I began running up the mountain. The pine needles were a little slippery under the soles of my huaraches. “PHILIP!” Why didn’t he answer me? This time I cupped my hands around my mouth just the way Luther does when he’s calling his precious pigs. “Phil-ip, oh, Phil-ip! Can you hear me a-calling?”
This time I was luc
ky. A tear-soaked voice called back, “Beth! That Beth?”
“Sure enough is!” I yelled back just before coming to a granite boulder so wall-like that only God himself could have ever moved it. As I went around the immovable wall, I got my directions just a bit off. Nothing serious. Which way did I come from? And which way was I going? Here the mountain rose so gently that I couldn’t be sure it was rising at all.
“Where are you, Philip?”
A whimper of a voice called back, “Here.”
The pine trees grew closer and the light was dimmer.
“Where here?”
“Here here.”
Philip sounded as though he were behind me. But how could that be if I’m facing up mountain? Well, what if I’m not? I’d have to listen carefully. In all four directions, I sang out. “Philip, keep talking.”
“What do you want me to talk about?” he asked.
“Count backward from a hundred.”
“One hundred... ninety-nine... ninety-eight ...”
By the time Philip had reached ninety, I had found his direction.
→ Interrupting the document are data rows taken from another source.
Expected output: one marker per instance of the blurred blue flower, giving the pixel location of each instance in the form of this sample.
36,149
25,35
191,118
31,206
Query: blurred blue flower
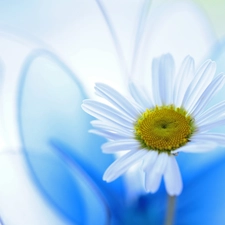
63,160
66,164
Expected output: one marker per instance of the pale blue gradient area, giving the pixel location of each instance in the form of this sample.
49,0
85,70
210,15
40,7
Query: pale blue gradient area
146,209
203,198
49,103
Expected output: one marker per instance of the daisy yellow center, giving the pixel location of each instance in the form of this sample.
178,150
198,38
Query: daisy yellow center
164,128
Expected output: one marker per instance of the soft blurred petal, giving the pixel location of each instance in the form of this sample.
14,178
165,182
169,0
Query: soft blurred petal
49,106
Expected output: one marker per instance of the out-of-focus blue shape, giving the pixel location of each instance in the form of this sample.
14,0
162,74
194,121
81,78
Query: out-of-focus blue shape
49,102
203,198
146,209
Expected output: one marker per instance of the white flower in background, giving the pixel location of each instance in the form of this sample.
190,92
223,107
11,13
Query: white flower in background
158,122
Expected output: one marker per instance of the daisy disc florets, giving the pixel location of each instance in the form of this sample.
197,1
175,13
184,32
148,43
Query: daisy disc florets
154,126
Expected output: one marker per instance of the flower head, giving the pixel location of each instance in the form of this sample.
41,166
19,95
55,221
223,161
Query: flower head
156,125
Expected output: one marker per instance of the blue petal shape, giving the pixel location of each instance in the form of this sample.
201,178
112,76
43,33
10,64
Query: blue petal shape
147,209
115,203
218,55
49,102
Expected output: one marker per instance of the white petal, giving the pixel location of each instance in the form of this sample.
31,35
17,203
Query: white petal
207,95
149,160
183,79
107,134
122,164
117,99
140,96
195,147
162,79
155,82
166,77
112,127
153,176
172,177
106,113
201,80
120,145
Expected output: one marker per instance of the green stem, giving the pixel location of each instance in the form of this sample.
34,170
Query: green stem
170,210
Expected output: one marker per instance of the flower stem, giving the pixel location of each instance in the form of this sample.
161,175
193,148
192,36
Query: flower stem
170,210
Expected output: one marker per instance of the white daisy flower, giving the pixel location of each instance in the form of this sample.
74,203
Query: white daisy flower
156,126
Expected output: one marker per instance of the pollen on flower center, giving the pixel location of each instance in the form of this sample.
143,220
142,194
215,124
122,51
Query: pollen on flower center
164,128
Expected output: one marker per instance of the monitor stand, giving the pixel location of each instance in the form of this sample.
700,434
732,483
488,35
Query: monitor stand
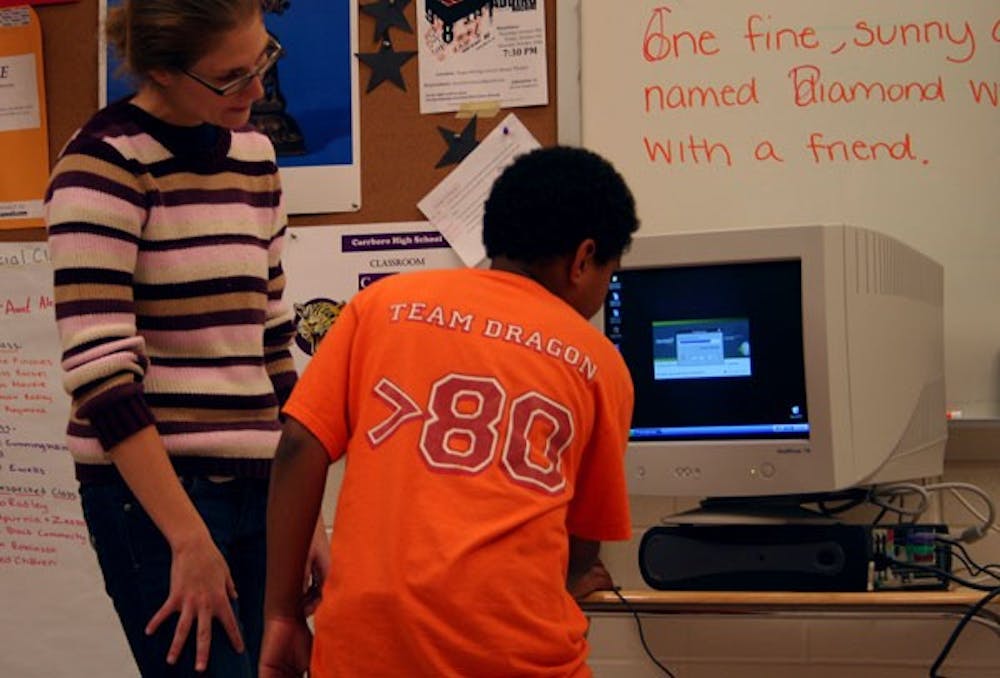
771,510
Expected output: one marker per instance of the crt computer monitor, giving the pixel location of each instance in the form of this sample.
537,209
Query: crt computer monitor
779,361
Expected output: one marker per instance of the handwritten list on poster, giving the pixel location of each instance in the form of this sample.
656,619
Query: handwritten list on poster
55,613
733,114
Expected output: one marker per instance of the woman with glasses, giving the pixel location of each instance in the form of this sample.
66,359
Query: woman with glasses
165,225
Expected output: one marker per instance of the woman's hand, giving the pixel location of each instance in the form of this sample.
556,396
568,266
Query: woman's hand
200,590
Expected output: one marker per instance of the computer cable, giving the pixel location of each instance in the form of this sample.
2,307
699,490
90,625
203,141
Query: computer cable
975,569
642,636
956,632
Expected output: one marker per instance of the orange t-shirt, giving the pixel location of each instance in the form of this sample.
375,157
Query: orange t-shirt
483,421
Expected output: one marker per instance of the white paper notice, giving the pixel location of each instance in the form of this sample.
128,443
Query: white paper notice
455,206
327,265
18,93
481,53
56,619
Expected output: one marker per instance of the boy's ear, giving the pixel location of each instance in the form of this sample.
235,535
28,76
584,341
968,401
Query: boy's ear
159,77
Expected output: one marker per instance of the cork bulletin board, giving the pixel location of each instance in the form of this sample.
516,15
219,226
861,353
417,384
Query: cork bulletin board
399,146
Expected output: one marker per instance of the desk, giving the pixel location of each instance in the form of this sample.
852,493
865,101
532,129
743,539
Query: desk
954,602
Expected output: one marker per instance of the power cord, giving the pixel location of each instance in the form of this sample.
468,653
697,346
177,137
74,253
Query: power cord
992,591
642,636
966,618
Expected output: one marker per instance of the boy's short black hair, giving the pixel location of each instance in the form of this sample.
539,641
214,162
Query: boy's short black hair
549,200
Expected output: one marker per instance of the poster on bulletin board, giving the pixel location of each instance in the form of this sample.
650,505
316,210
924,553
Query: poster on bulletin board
310,108
23,126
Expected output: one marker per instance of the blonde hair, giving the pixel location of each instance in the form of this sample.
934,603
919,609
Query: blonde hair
171,35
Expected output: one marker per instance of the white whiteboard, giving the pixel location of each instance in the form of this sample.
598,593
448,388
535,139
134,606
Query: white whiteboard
711,132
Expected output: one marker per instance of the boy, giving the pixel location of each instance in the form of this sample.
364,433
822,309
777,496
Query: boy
483,421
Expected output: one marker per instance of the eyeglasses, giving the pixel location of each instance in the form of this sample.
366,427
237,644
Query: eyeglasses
271,54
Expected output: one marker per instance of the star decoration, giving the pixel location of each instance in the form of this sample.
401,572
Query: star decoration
387,13
460,144
385,65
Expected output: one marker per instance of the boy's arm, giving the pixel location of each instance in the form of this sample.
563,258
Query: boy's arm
298,478
586,571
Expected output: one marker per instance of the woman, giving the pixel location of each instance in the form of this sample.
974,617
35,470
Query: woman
165,227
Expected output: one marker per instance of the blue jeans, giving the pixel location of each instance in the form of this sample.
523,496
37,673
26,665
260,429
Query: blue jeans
135,560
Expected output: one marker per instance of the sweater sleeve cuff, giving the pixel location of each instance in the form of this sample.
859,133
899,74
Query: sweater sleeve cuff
122,419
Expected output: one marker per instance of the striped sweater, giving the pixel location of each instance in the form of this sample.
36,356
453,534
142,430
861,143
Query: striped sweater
166,243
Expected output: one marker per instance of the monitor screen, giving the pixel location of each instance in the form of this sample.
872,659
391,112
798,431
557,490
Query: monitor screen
714,351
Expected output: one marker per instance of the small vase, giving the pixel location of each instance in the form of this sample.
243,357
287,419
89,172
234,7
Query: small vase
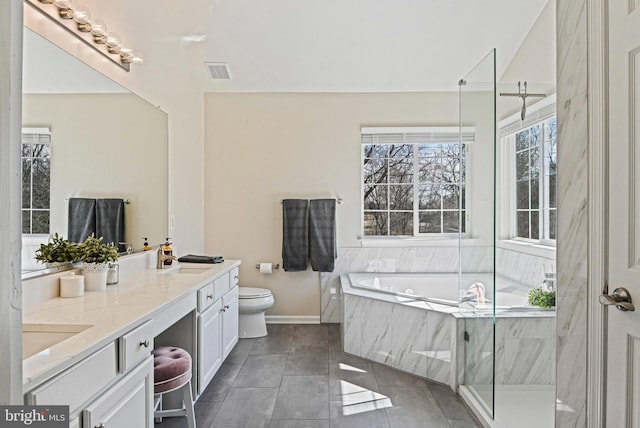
95,276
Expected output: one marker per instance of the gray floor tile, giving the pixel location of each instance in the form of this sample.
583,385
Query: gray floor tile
449,402
313,361
413,407
261,371
221,382
363,415
387,376
301,423
311,335
246,407
303,397
240,351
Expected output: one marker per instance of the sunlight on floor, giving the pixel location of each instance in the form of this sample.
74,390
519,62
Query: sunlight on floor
356,399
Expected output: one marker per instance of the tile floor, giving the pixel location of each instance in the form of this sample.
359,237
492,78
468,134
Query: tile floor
298,376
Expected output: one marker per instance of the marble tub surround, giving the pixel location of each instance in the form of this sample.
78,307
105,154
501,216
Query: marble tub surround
425,259
138,297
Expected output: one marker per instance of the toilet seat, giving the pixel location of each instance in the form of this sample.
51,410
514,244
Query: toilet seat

I’d walk a few steps and then stop and listen. “Seventy-nine ... seventy-eight ...” Reckon I must be getting closer ‘cause his voice is getting louder. Trees, underbrush, and ever shadier shade, though, ain’t helping none. “Fifty-two ... fifty ... forty-nine.”
And there he was sitting up against a tree, big as life. When I spoke his name, he lit up happier than he’d ever lit up before. But that lasted only a moment. The next moment he was turning his eyes and finally his head from me.
“Ain’t you pleased that I came up here looking for you?” Philip didn’t answer, just kept his head turned away from me. I didn’t know what to think unless he’s thinking that I came up here to be King of his Mountain. Well, that’s plumb ridiculous and I was just about to tell him so when I noticed his foot.
Swollen like I don’t know what and shades darker than it had any right to be. “Oh, Philip, you hurt yourself.”
He turned to face me. Even in this soft light his eyes looked red. “A branch tripped me. I fell against a rock... and it hurts too.”